The official says a number of organized criminals, including the Mexican cartels, arrived in North Dakota in recent years from places like Southern California and other areas along the West Coast.
It’s unclear which cartels are operating in the area, but the development has the FBI worried.
“We have seen a rise in narcotics investigations and a rise in human trafficking,” FBI spokesman Kyle Loven said. “These are organized entities who have shown that they are present in the area. Again, because of the opportunities which exist, that’s a natural thing.”
In the last three years, oil production spiked. At its height, the Bakken area was producing up to 1.2 million barrels per day, according to local officials. With the production increase came more people to fill the tens of thousands of jobs created by the oil boom, many of them young people looking for opportunity.
These weren’t minimum wage gigs, either. According to a U.S. Bureau of Labor Statistics report, counties in North Dakota and Montana that were home to Bakken shale oil wells saw average annual incomes in some sectors increase by 41% or more between 2007 and 2011.
“There’s a myth perpetuated because the oil prices remain (stagnant) that things have slowed down in the Bakken. That’s not true. There’s a lot of oil still left and people are still coming here,” Chris Myers, the U.S. attorney for the District of North Dakota, told CNN.
And more young people, working better-paying jobs, mean yet another lucrative American market for Mexico’s drug cartels.
Drug arrests and narcotics violations across the state increased nearly 27% between 2013 and 2014, according to the state attorney general’s annual crime report.
Perhaps the hardest hit is Williston, a city of 21,000 located in the northwest corner of North Dakota. The problem is so bad that the FBI recently opened a permanent resident agency there.
It’s the first new office in the United States to be opened in decades. It acts as a satellite office for the FBI’s Minneapolis field office, which has jurisdiction over North Dakota, Loven said.
“The Bakken area has become a priority for the FBI, in conjunction with our state and local partners,” he said.
Some of the new residents have turned to drugs, and controlled substances such as methamphetamine and heroin are especially alluring, Myers said.
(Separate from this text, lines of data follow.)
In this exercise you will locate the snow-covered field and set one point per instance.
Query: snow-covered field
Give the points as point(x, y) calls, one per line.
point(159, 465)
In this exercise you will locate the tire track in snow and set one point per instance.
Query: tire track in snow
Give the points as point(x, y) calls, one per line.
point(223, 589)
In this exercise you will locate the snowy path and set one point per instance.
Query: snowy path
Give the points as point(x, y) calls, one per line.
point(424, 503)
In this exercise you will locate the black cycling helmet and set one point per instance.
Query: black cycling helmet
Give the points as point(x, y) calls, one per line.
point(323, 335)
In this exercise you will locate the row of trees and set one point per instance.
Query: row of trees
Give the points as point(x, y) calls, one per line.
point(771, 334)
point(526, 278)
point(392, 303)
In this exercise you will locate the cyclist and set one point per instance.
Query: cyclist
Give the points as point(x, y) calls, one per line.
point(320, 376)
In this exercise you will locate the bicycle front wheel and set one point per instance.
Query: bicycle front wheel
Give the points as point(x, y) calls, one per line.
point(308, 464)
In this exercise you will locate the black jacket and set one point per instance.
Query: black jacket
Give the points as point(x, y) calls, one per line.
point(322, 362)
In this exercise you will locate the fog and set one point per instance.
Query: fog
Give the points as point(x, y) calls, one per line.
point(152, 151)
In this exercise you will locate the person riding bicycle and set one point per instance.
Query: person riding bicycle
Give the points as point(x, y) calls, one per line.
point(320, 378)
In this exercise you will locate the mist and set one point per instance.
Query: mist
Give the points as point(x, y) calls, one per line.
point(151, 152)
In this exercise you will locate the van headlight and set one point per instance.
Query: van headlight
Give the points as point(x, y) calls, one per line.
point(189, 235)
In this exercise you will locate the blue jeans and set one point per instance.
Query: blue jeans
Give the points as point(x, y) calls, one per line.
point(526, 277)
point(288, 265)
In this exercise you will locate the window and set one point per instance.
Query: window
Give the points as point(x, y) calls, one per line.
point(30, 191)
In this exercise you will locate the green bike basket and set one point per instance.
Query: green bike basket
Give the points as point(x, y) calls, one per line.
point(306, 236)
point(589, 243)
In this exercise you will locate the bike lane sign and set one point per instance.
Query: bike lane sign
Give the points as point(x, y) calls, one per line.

While meth was popular in North Dakota well before the current oil boom, the increased demand for the drug has caught the cartels’ attention, said Sylvia Longmire, an expert on Mexican cartels and author of “Cartel: The Coming Invasion of Mexico’s Drug Wars.”
“There’s more money in the region,” Longmire said. “Mexican drug cartels see it as an emerging market they can capitalize on.”
While local residents old and new are fueling demand, federal law enforcement officials noted that many of the cartels’ customers come from the “all-male oil camps.”
The demand is so high that drug prices reportedly are nearly double those in some big cities. With lots of money and little to do — and no sign of oil production levels dropping precipitously anytime soon — some of the young oil workers have turned to drugs as an outlet.
And the drug cartels are happy to be the suppliers.